High-intensity Black ‘N’ Roll With Pure Thrash Energy & Violence

High-intensity Black ‘N’ Roll With Pure Thrash Energy & Violence

Band: Exitus

Album: Hell’s Manifest (EP)

Released date: January 25th, 2018

Genre: Black/Death/Thrash Metal

Country: Philippines

LabelThis Metal Lust Productions

 

After three demos, one extended play, and a couple of split releases with Armaros, Bloodreich, and Explicit; Exitus have brought us yet another filthy offering for the fourth consecutive year (2015-2018) since the band’s existence in 2001. “Hell’s Manifest” is the latest odium that this trio of Filipino extreme metal maniacs had crafted to spread their brand of high-intensity and savage metal music. Released last January 25th of 2018 with a limited 66 cassette copies, this new EP holds five off-color, including a cover of Hellhammer‘s ‘Messiah‘, black/speed metal tracks with a rugged touch of straight-up rock ‘n’ roll.

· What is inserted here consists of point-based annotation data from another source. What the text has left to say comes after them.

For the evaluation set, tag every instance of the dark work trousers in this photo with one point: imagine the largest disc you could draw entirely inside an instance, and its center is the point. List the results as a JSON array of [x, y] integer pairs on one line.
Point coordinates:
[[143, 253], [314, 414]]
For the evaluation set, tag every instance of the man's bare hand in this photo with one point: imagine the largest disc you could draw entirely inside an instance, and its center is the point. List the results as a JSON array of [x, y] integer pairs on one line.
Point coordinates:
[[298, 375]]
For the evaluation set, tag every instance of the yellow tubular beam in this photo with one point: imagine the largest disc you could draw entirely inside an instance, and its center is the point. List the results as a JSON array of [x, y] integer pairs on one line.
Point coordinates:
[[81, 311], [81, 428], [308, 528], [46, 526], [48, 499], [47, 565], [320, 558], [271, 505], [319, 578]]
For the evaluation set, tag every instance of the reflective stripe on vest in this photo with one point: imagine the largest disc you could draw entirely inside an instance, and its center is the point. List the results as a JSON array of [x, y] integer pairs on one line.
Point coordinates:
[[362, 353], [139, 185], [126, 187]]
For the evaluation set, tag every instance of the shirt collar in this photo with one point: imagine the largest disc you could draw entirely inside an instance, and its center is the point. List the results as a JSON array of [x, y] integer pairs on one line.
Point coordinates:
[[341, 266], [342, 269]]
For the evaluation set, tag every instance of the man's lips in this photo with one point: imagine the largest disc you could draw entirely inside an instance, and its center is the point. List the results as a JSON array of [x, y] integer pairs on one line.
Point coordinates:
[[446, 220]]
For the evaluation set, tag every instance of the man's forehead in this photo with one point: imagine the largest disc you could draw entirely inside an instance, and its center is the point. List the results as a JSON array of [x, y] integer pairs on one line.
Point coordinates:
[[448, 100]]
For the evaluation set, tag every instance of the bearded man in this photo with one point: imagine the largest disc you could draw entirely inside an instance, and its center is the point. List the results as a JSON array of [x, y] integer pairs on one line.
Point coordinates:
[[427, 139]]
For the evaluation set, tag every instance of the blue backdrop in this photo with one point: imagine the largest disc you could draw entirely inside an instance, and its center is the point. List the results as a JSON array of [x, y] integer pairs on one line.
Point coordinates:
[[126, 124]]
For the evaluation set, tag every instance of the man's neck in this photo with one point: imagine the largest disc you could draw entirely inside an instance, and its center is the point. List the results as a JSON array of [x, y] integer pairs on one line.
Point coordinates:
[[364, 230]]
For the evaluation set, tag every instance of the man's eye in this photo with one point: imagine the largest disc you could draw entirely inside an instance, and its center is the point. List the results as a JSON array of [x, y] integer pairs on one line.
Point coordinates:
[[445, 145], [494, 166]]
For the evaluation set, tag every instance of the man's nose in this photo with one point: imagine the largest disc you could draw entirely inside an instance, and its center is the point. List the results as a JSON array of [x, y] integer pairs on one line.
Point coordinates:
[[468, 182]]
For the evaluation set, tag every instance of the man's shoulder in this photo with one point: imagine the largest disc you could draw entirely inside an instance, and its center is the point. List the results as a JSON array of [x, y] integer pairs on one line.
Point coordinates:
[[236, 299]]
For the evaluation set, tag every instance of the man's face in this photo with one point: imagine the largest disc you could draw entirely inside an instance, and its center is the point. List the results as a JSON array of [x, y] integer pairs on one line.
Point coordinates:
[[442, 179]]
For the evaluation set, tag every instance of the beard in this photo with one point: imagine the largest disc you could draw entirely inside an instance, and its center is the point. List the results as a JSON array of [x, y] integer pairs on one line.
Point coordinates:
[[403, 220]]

In my own opinion, Exitus is one of the few modern metal bands out there who, in actuality, can incorporate a lightened up beer rock ‘n’ roll element to their evil sounding music and not get lame or boring. And they had once again proven that with the release of “Hell’s Manifest“. See, every tune in this latest offering is catchy, purely fucking nasty, and entertaining at the same time. Jay Orosa‘s vocal delivery is one of the things that will send shivers down the audience’s spines in this record as he spits venom with his high-pitched traditional black metal shrieks.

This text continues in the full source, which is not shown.